Section IV of the Home Rule Charter for the Town of East Greenwich sets forth the town's "administrative departments," their titles, powers, and responsibilities. Among those administrative departments is the department of public schools. Since the home rule charter was validated by the General Assembly, such designation constitutes an act of the Legislature and manifests an intent that the department of public schools, and the school committee, be considered a municipal body, and all of its employees, city employees. See Cummings, 119 R.I. at 331, 377 A.2d at 1074. Section 4830(B) of the East Greenwich Home Rule Charter states that "[t]he School Committee shall appoint a Superintendent of Schools as its chief administrative agent." The language of the charter reveals that the superintendent may be properly categorized as an "employee" of the school committee. As such, superintendent Clancy is, under Cummings, a municipal employee.

The controversy now before us does not involve, as it did in Exeter-West Greenwich, a refusal by a town to fund a contractual obligation incurred by the municipality, but it does concern a refusal by a municipality to accept responsibility for alleged tortious acts committed by a municipal employee while providing services mandated by law. General Laws 1956 (1981 Reenactment) § 16-21-1 requires a school *1281 committee of any municipality to provide suitable transportation for pupils to and from public schools. We have emphasized that "the purpose of these statutes is to encourage school attendance and to protect the health, safety and welfare of the pupil." Chaves v. School Committee of Middletown, 100 R.I. 140, 143, 211 A.2d 639, 641 (1965). As we stated in Exeter-West Greenwich, we will not ascribe to the Legislature an intent to enact legislation devoid of purpose or nugatory. Exeter-West Greenwich, 489 A.2d at 1019. Such would be the effect were we to allow a town not to fund contractual obligations incurred by the town in providing the transportation mandated by law or to avoid liability for torts committed in the exercise of those responsibilities.

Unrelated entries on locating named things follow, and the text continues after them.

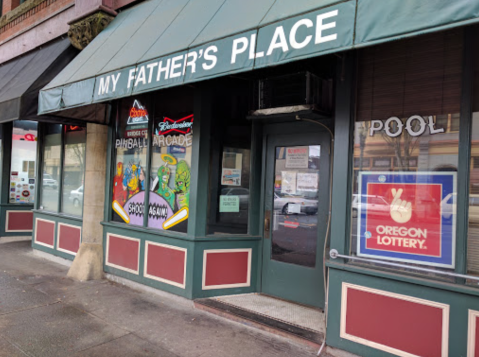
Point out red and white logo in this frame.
[126,100,149,125]
[156,114,194,135]
[368,183,442,257]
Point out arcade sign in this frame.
[360,172,457,268]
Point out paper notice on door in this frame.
[288,203,301,213]
[221,169,241,186]
[281,171,296,195]
[220,196,239,212]
[285,146,309,169]
[296,172,318,192]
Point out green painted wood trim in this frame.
[103,105,116,222]
[192,241,261,299]
[32,210,82,260]
[58,125,65,212]
[0,122,13,204]
[248,122,266,291]
[330,52,356,254]
[32,209,83,222]
[0,123,3,205]
[103,226,194,299]
[455,27,476,274]
[248,123,263,236]
[142,98,156,227]
[101,222,262,242]
[188,83,213,237]
[326,260,479,296]
[34,122,47,209]
[326,269,479,357]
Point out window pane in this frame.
[148,90,194,233]
[351,31,462,268]
[40,124,62,212]
[271,145,321,268]
[10,120,37,204]
[62,125,86,216]
[112,99,149,226]
[207,80,252,234]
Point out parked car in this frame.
[274,192,318,214]
[352,194,390,218]
[68,185,83,207]
[221,187,249,210]
[43,174,58,190]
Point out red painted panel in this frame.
[7,211,33,231]
[205,252,248,286]
[474,317,479,357]
[108,236,140,271]
[35,219,55,245]
[58,224,81,253]
[146,244,186,285]
[346,288,443,357]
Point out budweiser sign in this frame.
[156,114,194,135]
[127,100,148,125]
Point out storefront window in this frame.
[112,88,194,233]
[208,82,252,234]
[62,125,86,216]
[112,99,150,226]
[40,124,62,212]
[351,31,462,269]
[9,120,37,204]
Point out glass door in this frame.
[262,129,329,307]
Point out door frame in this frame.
[253,119,333,307]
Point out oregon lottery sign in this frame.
[357,172,456,268]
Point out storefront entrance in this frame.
[262,123,330,308]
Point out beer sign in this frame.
[353,172,456,268]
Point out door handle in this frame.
[263,210,271,239]
[264,218,270,232]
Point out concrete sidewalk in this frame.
[0,238,325,357]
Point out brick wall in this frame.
[0,0,75,42]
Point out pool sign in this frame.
[357,172,456,268]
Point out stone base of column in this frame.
[67,243,103,281]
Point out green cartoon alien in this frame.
[156,165,175,209]
[175,160,190,209]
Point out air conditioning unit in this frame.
[251,72,333,117]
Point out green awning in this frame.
[0,39,78,123]
[39,0,479,113]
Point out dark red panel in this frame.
[146,244,186,285]
[473,317,479,357]
[205,252,249,286]
[58,224,81,253]
[6,211,33,231]
[108,236,140,271]
[346,288,443,357]
[35,219,55,246]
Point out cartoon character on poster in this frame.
[112,162,145,225]
[148,154,190,229]
[113,161,127,207]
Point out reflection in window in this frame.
[351,31,462,268]
[62,125,86,216]
[207,83,252,234]
[40,124,62,212]
[9,120,37,204]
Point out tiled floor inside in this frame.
[213,294,324,333]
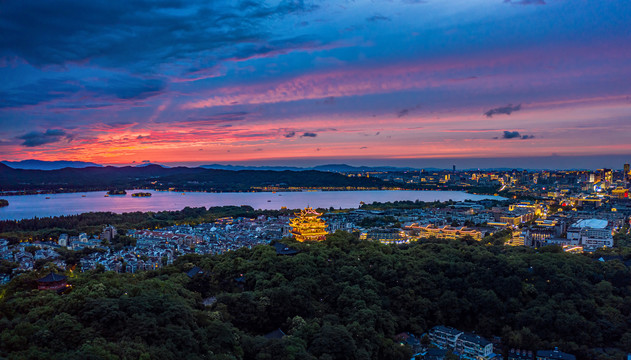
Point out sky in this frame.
[0,0,631,168]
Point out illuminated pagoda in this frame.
[289,207,328,242]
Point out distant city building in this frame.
[100,225,117,241]
[567,219,613,248]
[289,207,327,242]
[429,325,495,360]
[57,234,68,247]
[536,348,576,360]
[409,224,482,240]
[359,228,408,244]
[507,349,534,360]
[37,272,68,290]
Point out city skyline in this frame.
[0,0,631,169]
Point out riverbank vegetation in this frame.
[0,206,292,241]
[0,232,631,360]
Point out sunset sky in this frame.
[0,0,631,167]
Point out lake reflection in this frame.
[0,190,503,220]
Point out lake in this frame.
[0,190,503,220]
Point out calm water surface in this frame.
[0,190,503,220]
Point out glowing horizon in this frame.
[0,0,631,167]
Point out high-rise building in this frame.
[597,169,613,187]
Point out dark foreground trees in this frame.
[0,233,631,360]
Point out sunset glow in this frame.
[0,0,631,167]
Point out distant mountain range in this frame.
[200,164,418,173]
[0,160,103,170]
[0,160,424,172]
[0,164,389,192]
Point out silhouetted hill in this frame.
[2,159,103,170]
[0,164,384,191]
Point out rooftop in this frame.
[572,219,608,229]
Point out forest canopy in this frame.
[0,232,631,360]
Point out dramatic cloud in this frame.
[502,131,535,140]
[397,105,421,118]
[504,0,546,5]
[0,0,316,70]
[484,104,521,117]
[397,109,410,117]
[18,129,70,147]
[86,76,166,100]
[366,14,390,22]
[0,79,81,108]
[175,111,249,125]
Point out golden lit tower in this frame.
[289,207,328,242]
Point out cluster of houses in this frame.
[417,325,576,360]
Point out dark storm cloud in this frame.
[494,131,535,140]
[0,76,166,109]
[0,0,315,70]
[18,129,71,147]
[484,104,521,117]
[86,76,166,100]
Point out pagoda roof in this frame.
[37,272,67,282]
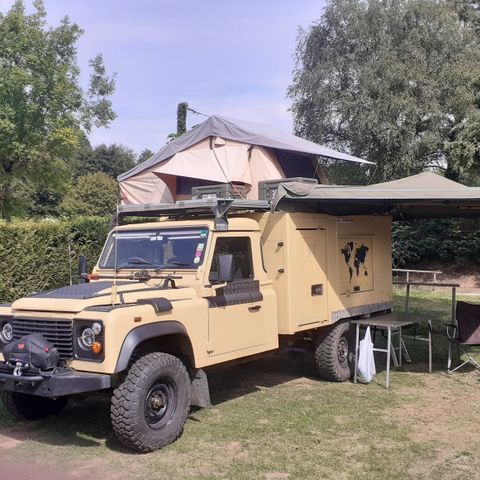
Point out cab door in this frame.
[207,234,265,356]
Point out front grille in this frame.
[12,317,73,360]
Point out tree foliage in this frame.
[288,0,480,181]
[60,172,118,216]
[0,217,110,303]
[71,143,136,178]
[0,0,115,217]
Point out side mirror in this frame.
[216,253,233,282]
[78,255,88,283]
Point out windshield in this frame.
[99,227,208,269]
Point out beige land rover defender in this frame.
[0,195,392,452]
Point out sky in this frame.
[0,0,325,153]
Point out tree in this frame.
[0,0,115,218]
[61,172,118,216]
[288,0,480,181]
[72,143,136,178]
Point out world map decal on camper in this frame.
[339,237,373,293]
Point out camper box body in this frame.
[252,212,392,335]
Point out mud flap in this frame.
[191,369,212,408]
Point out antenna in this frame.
[112,202,119,305]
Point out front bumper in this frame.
[0,364,111,398]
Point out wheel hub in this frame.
[145,382,174,428]
[337,337,348,363]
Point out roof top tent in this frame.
[119,172,480,224]
[118,115,371,204]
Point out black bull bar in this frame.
[0,363,111,398]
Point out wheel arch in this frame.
[114,320,195,373]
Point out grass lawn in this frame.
[0,291,480,480]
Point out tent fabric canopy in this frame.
[274,172,480,219]
[118,115,372,182]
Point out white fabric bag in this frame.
[358,326,377,383]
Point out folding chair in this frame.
[445,302,480,373]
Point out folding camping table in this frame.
[353,312,432,388]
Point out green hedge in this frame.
[0,217,110,303]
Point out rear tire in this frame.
[314,322,355,382]
[1,391,68,420]
[110,353,191,452]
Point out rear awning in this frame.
[273,172,480,220]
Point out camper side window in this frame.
[208,237,253,282]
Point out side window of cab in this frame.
[208,237,254,283]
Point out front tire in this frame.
[1,391,68,420]
[110,353,191,452]
[314,322,355,382]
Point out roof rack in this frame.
[114,198,270,230]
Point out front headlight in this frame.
[75,320,104,361]
[0,319,13,344]
[78,328,95,350]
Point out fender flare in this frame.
[114,320,193,373]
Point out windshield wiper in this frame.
[157,260,194,270]
[117,257,152,269]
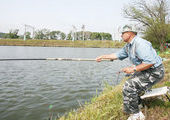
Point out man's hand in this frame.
[121,67,134,74]
[96,56,102,62]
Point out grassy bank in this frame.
[59,51,170,120]
[0,39,125,48]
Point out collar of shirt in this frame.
[128,36,137,46]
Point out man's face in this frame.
[121,32,131,42]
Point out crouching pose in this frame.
[96,25,164,120]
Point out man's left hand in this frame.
[121,67,134,74]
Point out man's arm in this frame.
[121,63,154,74]
[96,53,117,62]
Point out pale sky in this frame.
[0,0,130,37]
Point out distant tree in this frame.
[100,33,112,40]
[60,32,66,40]
[34,29,50,40]
[0,33,7,38]
[26,32,31,39]
[90,32,102,40]
[5,29,19,39]
[66,32,73,40]
[124,0,170,51]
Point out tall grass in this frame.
[0,39,125,48]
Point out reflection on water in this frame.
[0,46,128,120]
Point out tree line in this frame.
[123,0,170,51]
[0,29,112,40]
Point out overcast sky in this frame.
[0,0,133,34]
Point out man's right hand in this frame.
[96,56,102,62]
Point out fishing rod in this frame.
[0,58,113,61]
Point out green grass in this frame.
[59,52,170,120]
[0,39,125,48]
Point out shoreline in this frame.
[0,39,125,48]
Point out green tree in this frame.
[124,0,169,51]
[34,29,50,39]
[90,32,102,40]
[26,32,31,39]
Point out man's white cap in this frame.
[121,25,137,35]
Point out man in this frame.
[96,25,164,120]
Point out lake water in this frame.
[0,46,129,120]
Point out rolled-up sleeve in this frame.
[115,46,128,60]
[136,42,156,64]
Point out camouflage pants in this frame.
[123,65,164,114]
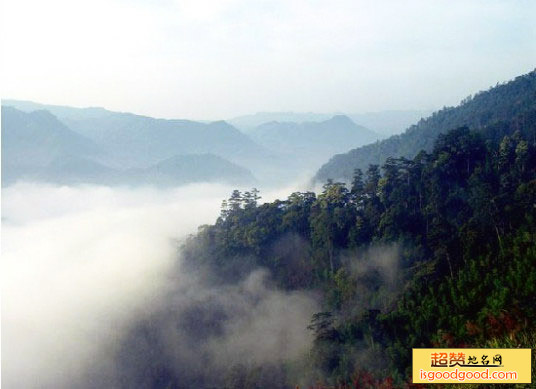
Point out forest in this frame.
[177,105,536,388]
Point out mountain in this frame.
[249,115,378,171]
[228,110,432,136]
[228,112,333,133]
[2,106,106,184]
[123,154,256,186]
[3,100,269,168]
[314,70,536,182]
[2,106,255,185]
[349,110,432,136]
[129,101,536,388]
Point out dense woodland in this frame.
[315,70,536,183]
[179,111,536,387]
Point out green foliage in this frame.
[184,107,536,384]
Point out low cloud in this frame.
[2,183,317,388]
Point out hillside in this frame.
[2,106,106,185]
[122,110,536,388]
[3,100,269,168]
[249,115,379,163]
[314,71,536,183]
[2,106,255,186]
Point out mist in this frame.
[2,183,318,388]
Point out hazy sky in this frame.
[1,0,536,119]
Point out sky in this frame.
[1,0,536,120]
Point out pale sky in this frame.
[1,0,536,120]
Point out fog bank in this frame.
[2,183,315,388]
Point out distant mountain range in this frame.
[314,70,536,183]
[248,115,379,166]
[228,110,432,137]
[2,105,255,185]
[2,100,398,185]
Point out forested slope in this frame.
[315,71,536,182]
[120,103,536,388]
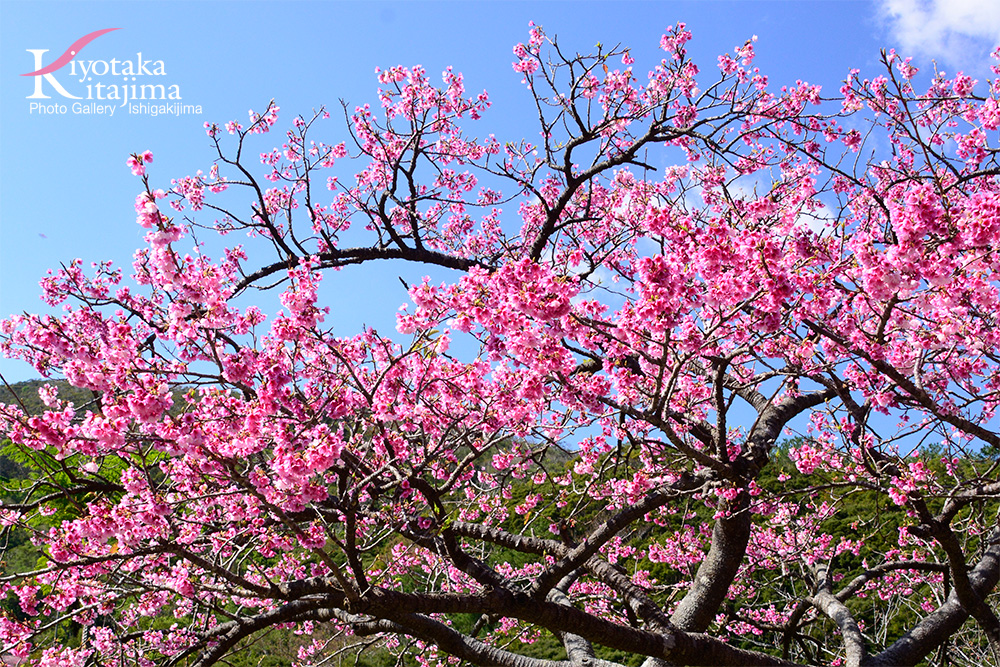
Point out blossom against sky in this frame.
[0,0,1000,381]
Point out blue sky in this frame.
[0,0,1000,381]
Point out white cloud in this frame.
[879,0,1000,68]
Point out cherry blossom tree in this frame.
[0,24,1000,667]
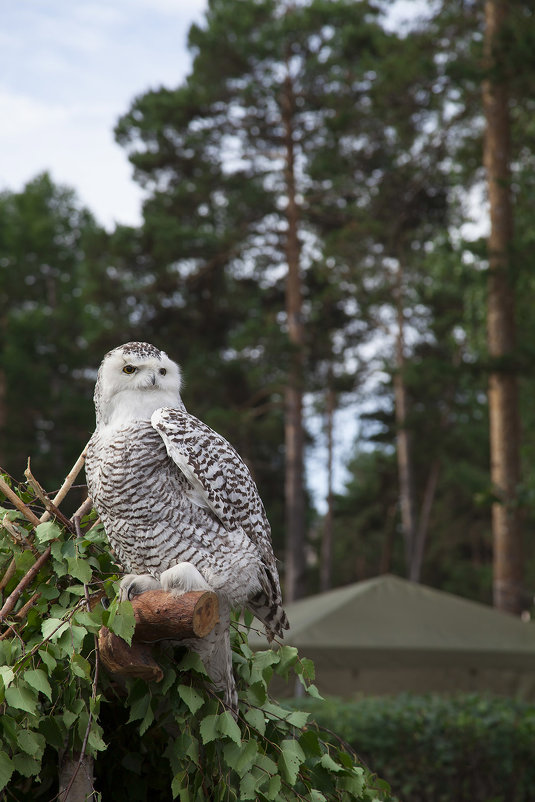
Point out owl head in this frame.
[94,342,183,426]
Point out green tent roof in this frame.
[251,575,535,671]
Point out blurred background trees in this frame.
[0,0,535,610]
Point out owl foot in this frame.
[160,562,212,596]
[119,574,161,601]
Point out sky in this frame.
[0,0,428,509]
[0,0,207,229]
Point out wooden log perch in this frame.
[98,590,219,682]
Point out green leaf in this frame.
[262,774,282,800]
[244,707,266,736]
[106,601,136,645]
[35,521,61,543]
[278,739,305,785]
[6,681,38,713]
[309,788,327,802]
[71,652,91,679]
[275,646,298,679]
[24,661,55,701]
[139,699,154,735]
[299,730,323,758]
[128,692,150,724]
[305,684,323,702]
[286,710,309,729]
[178,651,208,677]
[246,681,267,707]
[37,649,58,674]
[217,710,241,745]
[223,740,258,777]
[199,714,219,744]
[320,753,344,774]
[13,752,41,777]
[41,618,69,643]
[0,751,15,791]
[67,557,93,585]
[240,769,263,799]
[177,685,204,715]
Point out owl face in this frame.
[95,343,182,423]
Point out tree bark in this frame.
[98,590,219,682]
[57,752,97,802]
[394,262,416,577]
[482,0,524,613]
[320,378,336,591]
[281,74,306,601]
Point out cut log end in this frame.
[99,590,219,682]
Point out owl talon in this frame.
[119,574,161,601]
[160,562,212,596]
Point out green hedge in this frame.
[292,695,535,802]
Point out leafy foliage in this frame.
[300,694,535,802]
[0,478,388,802]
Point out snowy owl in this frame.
[86,342,288,708]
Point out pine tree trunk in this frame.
[282,75,306,601]
[320,376,336,591]
[482,0,523,613]
[394,264,416,578]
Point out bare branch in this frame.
[41,445,87,523]
[0,468,41,526]
[24,458,75,534]
[0,546,52,621]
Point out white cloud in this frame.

Seventeen years ago, in Becker v. Beaudoin, 106 R.I. 562, 261 A.2d 896 (1970), we held that the governmental immunity conferred by Rhode Island case law upon municipal and quasi-municipal corporations was abrogated. We recognized then the "incongruities arising out of the doctrine" in concluding that municipalities would no longer be immunized from liability for the tortious conduct of their agents or servants. Id. at 569, 261 A.2d at 900. While this case is not one in which an immunity defense has been raised per se, Becker and its progeny recognize the fundamental principle that "liability follows negligence, and that individuals and corporations are responsible for the negligence of their agents and employees." Id. at 567, 261 A.2d at 899 (citing Molitor v. Kaneland Community Unit District No. 302, 18 Ill. 2d 11, 163 N.E.2d 89 (1959)). Just as the doctrine of governmental immunity ran counter to that doctrine, so does a position that would permit a town to avoid liability for the tortious acts of its municipal employees while acting pursuant to the authority of the municipal school department. The operation of the public schools is one of the fundamental tasks of local, municipal government. It would be fatuous to conclude that an employee of a school department, operating under a budget funded by a municipality, under a charter listing the school department as a department of that town, and carrying out functions mandated by law, is not an agent of that municipality, and that that same municipality cannot be called to justice when the employee's tortious conduct gives rise to a cause of action.

For the reasons stated above, Mellor's appeal is sustained, the judgment appealed from is vacated, and the case remanded to the Superior Court for further proceedings.